Down rattled the boat from the davits, Rory in the bows; the next moment she was off, and tearing through the glazed water as fast as sturdy arms could row. The seal took one look up to see what was coming. Rory’s rifle rang out sharp and clear in the frosty air, and the poor seal never lifted head again.
The ship was by this time a goodly mile ahead, but there she stopped; then she went ahead again, rounded, and came back full speed to meet the boat, for they on board could see a danger that Rory couldn’t—couldn’t, did I say? Ah! but he soon did, and, with the roar of a maelstrom, down they came upon him—an enormous school of whales!
The men lay on their oars thunderstruck. The sea around them seemed alive with the mighty monsters. How they plunged and ploughed and snorted and blew!

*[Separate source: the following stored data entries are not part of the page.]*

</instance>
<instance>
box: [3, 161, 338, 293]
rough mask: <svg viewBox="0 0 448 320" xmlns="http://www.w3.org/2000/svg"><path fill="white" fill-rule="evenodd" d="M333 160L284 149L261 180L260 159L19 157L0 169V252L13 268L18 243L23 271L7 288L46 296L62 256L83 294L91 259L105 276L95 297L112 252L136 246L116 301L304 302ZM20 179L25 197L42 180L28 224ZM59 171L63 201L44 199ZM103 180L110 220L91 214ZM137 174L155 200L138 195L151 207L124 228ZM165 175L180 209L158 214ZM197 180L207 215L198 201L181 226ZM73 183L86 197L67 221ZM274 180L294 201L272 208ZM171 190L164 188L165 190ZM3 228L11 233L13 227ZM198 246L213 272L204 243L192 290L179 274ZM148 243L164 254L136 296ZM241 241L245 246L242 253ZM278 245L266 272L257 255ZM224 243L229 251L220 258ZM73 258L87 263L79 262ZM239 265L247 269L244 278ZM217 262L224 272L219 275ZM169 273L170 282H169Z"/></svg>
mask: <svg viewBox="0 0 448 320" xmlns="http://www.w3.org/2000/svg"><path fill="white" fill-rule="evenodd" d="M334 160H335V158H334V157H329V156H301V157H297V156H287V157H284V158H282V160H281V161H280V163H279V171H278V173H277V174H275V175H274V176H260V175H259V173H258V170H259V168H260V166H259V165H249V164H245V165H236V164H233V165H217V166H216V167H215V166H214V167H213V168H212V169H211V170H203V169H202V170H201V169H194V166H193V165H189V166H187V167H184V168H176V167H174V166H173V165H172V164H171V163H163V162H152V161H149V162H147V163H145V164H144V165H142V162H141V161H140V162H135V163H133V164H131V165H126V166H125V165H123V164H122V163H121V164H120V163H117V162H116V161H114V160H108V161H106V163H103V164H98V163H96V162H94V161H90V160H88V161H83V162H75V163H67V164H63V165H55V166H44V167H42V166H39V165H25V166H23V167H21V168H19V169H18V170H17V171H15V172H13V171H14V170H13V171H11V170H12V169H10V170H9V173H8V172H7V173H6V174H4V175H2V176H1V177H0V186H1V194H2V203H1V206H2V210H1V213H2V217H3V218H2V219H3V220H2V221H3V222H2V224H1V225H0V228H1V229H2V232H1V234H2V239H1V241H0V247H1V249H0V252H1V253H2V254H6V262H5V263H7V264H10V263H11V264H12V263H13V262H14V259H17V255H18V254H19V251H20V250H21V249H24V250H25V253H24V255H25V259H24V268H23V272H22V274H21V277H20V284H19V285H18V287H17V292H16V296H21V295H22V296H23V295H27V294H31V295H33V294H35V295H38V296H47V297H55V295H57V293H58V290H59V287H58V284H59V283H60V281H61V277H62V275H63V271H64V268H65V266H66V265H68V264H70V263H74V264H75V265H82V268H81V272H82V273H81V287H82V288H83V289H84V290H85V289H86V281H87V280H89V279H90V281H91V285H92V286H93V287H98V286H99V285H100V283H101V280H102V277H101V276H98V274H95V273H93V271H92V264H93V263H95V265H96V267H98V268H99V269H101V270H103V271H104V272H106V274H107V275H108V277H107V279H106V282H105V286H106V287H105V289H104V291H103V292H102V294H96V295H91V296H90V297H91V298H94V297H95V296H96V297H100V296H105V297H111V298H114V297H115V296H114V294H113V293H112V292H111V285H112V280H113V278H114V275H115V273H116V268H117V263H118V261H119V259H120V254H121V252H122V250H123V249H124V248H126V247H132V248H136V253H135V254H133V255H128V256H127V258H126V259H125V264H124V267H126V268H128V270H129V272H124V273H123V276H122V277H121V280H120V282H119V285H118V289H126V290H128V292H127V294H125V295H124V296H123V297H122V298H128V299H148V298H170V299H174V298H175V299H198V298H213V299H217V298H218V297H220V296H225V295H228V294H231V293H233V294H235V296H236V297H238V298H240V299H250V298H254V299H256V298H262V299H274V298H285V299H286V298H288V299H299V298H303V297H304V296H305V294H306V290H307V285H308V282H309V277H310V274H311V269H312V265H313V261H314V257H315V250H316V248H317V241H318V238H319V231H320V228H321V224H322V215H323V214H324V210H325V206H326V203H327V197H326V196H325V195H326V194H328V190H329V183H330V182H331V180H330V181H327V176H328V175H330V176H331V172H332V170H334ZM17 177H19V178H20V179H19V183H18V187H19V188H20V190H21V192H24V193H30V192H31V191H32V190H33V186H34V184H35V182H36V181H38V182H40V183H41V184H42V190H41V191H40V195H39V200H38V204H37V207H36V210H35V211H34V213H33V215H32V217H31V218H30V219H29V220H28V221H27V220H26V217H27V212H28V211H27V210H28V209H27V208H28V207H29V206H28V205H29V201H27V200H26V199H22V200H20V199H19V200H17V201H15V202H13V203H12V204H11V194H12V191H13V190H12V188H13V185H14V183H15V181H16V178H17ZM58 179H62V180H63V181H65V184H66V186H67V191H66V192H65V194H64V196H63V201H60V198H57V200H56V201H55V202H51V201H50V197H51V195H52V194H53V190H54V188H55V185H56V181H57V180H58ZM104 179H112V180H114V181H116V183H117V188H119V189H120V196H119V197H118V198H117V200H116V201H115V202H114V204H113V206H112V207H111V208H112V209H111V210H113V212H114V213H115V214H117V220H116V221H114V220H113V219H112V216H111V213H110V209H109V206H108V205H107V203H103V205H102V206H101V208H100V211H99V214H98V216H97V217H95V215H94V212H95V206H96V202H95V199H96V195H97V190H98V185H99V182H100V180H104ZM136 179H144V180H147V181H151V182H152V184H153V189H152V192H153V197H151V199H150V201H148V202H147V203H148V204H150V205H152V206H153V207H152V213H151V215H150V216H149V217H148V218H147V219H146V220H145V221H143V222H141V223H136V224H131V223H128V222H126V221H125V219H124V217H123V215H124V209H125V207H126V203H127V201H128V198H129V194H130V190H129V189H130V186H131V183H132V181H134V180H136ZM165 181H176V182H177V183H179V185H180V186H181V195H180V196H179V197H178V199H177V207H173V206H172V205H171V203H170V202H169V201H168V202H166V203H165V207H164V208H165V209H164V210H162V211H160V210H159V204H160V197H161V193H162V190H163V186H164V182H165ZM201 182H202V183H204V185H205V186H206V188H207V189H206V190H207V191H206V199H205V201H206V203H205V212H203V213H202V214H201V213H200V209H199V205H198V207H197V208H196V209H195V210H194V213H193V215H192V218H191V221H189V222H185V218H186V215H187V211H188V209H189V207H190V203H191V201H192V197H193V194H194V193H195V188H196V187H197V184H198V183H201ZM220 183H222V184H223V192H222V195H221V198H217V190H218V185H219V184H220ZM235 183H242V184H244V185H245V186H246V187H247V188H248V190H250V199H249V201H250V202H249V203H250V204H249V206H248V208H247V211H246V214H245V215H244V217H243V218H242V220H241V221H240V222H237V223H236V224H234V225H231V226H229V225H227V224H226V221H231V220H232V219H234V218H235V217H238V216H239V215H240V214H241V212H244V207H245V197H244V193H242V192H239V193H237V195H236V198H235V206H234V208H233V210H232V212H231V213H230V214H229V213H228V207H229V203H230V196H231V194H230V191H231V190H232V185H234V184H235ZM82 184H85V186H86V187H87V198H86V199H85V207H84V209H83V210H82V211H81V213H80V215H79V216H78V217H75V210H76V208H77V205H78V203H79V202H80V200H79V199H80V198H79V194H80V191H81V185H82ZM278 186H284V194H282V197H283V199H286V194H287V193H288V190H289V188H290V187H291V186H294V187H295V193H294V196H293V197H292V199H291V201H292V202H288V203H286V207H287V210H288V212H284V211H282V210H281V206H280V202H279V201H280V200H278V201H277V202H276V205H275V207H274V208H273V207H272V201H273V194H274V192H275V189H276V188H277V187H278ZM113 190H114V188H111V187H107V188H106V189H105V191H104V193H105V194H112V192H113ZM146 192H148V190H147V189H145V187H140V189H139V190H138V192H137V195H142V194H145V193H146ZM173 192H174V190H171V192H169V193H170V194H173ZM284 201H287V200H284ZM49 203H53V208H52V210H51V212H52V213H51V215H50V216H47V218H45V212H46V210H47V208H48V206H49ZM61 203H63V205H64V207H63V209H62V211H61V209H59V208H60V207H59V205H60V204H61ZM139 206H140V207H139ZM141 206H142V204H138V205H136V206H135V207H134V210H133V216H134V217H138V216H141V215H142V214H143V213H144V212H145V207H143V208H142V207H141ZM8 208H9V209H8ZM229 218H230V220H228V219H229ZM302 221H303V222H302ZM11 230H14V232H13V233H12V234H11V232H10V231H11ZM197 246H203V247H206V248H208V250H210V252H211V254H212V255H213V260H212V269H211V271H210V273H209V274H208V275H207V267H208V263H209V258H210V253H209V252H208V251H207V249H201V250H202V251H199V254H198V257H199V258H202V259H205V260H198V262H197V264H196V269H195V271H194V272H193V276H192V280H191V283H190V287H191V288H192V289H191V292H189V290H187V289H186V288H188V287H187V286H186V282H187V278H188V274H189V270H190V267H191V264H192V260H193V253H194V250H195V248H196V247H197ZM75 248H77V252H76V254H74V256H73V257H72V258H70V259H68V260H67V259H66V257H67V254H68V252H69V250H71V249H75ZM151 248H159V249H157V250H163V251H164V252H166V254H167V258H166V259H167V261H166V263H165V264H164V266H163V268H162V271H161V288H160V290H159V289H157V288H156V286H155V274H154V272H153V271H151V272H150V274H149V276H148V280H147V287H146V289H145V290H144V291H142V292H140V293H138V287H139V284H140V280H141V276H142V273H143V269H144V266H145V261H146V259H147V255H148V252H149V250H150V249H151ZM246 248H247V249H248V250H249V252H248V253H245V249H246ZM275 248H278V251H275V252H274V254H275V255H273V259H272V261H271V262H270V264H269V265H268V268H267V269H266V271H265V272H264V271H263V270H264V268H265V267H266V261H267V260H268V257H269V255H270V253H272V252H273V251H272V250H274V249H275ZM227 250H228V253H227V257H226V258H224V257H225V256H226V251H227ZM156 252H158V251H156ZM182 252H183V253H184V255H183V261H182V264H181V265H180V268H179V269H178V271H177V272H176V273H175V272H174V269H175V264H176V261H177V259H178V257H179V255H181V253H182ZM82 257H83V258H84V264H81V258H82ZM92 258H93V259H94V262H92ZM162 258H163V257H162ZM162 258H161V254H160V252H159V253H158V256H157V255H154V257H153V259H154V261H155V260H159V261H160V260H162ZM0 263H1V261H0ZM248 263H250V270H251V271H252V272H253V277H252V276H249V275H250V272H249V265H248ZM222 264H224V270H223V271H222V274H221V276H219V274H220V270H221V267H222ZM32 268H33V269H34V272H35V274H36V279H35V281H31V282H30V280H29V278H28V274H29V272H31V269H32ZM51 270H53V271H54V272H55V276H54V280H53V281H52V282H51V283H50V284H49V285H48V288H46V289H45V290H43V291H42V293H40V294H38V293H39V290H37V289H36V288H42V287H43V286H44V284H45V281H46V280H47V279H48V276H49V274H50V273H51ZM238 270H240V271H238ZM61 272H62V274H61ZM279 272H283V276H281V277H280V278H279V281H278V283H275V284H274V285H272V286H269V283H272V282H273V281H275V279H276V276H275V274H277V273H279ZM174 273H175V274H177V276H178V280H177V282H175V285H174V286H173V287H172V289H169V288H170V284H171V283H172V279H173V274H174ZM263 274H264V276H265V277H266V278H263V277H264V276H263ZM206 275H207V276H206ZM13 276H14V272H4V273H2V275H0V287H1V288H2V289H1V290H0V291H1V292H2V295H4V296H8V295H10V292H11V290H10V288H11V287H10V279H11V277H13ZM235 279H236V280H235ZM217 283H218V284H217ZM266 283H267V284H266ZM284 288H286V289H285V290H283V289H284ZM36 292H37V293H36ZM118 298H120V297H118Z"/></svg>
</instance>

The sea became roughened, as if a fierce wind was blowing over it; pieces of ice as large as boats were caught on the backs or tails of these brutes and pitched aside as one might a football.
It occurred to Rory to fire at some of them.
“Stay, stay!” roared the coxswain; “if you love your life, sir, and care for ours, fire not. You may never have seen a whale angry—I have. Fire not, I beseech you!”
It was a strange danger to have encountered, and Rory and his boat-mates were not sorry when it passed, and they once more stood in safety on the deck of the Arrandoon.
But Rory soon regained his equanimity.